Adapted by Jeanette Winterson from her own semi-autobiographical novel, Oranges Are Not The Only Fruit burst onto television screens in January 1990, in a blaze of pre-publicity. It inherited BBC2's Wednesday night 'serious drama' slot, previously occupied by the likes of Dennis Potter.
Today, more than 10 years later, one can't help wondering why so much was made of its lesbian aspect. The more powerful theme is the fight between the individual and a rigid and repressive society, manifested in Jess's (Charlotte Coleman) struggle to become her own person, rejecting the strict control of her mother (Geraldine McEwan) and of patriarchy, in the form of the church and Pastor Finch (Kenneth Cranham). She emerges to find a new world of possibilities - leaving home, her first proper job, a place at university. The individual in this case wins out over society, making this a piece of timeless drama just as relevant to modern audiences.
The drama uses conventions of televisual reality, grounding the drama in the real world, making it more accessible for the viewer and more easily appropriated by them. Without this convention the more fantastical elements of the drama might seem unbelievable and disrupt the viewer's identification with the storyline. Jess's mother certainly has quite a surreal world view, shared by the majority of the older inhabitants of Jess's world. This would work against the drama if it weren't for the characters' grounding in reality and the easily recognisable location of a working-class mining town.

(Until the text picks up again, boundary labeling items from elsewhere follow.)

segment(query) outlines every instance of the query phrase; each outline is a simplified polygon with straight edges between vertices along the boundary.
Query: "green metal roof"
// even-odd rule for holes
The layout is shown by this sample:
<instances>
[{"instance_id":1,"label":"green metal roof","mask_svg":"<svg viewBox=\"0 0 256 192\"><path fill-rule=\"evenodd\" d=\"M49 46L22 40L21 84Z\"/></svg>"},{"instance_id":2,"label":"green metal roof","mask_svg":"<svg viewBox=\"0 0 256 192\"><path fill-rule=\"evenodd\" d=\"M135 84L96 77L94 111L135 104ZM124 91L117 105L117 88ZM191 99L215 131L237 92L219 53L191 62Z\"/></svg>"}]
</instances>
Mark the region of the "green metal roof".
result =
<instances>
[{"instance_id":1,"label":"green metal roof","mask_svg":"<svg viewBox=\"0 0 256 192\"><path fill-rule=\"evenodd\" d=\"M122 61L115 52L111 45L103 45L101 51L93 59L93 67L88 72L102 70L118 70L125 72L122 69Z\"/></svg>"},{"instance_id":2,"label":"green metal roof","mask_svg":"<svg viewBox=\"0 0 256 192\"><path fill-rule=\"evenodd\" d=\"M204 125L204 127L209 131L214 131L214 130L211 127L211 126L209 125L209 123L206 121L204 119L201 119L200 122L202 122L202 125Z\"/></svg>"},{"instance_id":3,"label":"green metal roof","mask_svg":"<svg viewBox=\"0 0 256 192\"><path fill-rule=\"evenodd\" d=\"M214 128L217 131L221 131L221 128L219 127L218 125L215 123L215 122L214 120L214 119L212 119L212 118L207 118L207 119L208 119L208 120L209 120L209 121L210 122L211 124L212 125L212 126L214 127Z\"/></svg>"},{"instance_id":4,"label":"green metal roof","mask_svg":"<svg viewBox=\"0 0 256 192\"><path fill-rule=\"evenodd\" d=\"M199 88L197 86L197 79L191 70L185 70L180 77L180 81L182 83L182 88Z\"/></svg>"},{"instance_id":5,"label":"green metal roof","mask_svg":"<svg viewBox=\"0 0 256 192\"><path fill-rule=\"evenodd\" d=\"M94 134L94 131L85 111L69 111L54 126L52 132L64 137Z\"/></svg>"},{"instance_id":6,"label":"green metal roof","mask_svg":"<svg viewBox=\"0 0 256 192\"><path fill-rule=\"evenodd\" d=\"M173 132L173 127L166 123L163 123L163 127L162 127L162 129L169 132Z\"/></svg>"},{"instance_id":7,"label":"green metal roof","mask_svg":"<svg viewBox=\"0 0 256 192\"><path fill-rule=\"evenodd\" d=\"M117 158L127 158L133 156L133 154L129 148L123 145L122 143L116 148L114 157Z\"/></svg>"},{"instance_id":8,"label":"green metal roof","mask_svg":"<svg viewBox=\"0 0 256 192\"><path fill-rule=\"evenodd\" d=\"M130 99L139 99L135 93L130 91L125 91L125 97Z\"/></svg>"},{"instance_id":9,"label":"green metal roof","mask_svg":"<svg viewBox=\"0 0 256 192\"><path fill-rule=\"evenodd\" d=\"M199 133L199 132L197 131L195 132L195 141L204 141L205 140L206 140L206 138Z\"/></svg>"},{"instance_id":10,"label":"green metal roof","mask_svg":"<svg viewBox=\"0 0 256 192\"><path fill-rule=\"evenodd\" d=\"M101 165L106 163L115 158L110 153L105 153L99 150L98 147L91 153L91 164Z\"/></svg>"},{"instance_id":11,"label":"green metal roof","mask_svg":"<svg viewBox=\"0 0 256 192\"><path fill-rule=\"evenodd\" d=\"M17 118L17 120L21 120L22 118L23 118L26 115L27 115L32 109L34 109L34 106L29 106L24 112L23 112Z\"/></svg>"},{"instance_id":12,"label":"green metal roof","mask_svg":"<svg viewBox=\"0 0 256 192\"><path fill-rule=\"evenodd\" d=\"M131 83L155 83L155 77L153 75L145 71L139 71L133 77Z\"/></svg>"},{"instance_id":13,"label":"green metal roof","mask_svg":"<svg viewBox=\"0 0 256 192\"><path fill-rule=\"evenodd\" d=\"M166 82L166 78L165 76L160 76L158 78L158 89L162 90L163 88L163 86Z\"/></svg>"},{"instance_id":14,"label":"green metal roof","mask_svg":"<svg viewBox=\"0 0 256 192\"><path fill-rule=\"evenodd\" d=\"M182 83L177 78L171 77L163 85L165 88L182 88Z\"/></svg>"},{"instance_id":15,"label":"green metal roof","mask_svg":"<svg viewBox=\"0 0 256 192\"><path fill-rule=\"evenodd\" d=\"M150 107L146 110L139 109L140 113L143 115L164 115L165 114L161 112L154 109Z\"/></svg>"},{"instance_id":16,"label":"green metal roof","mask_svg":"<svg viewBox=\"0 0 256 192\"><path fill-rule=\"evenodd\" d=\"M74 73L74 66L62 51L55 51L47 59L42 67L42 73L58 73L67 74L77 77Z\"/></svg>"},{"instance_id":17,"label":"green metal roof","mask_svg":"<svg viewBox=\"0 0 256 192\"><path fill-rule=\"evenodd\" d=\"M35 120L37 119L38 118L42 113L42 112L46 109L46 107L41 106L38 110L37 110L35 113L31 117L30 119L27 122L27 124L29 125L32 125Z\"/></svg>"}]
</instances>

For audiences that have grown up with lesbian characters in most of the main soap operas, the routine appearance of lesbian characters in ITV and BBC dramas, and Channel 4 pushing the boundaries of 'acceptable' British television with programmes like Queer as Folk (1999-2000), Oranges seems quite tame when seen today. But for its time, it was an innovative, brave, original and, to many, shocking depiction of teenage lesbian love. By the third episode of Oranges, as if to illustrate how far society had moved in its tolerance of minority groups, Jess not only accepts her sexuality but fully embraces it and the lifestyle she will soon lead, far from her small-minded community.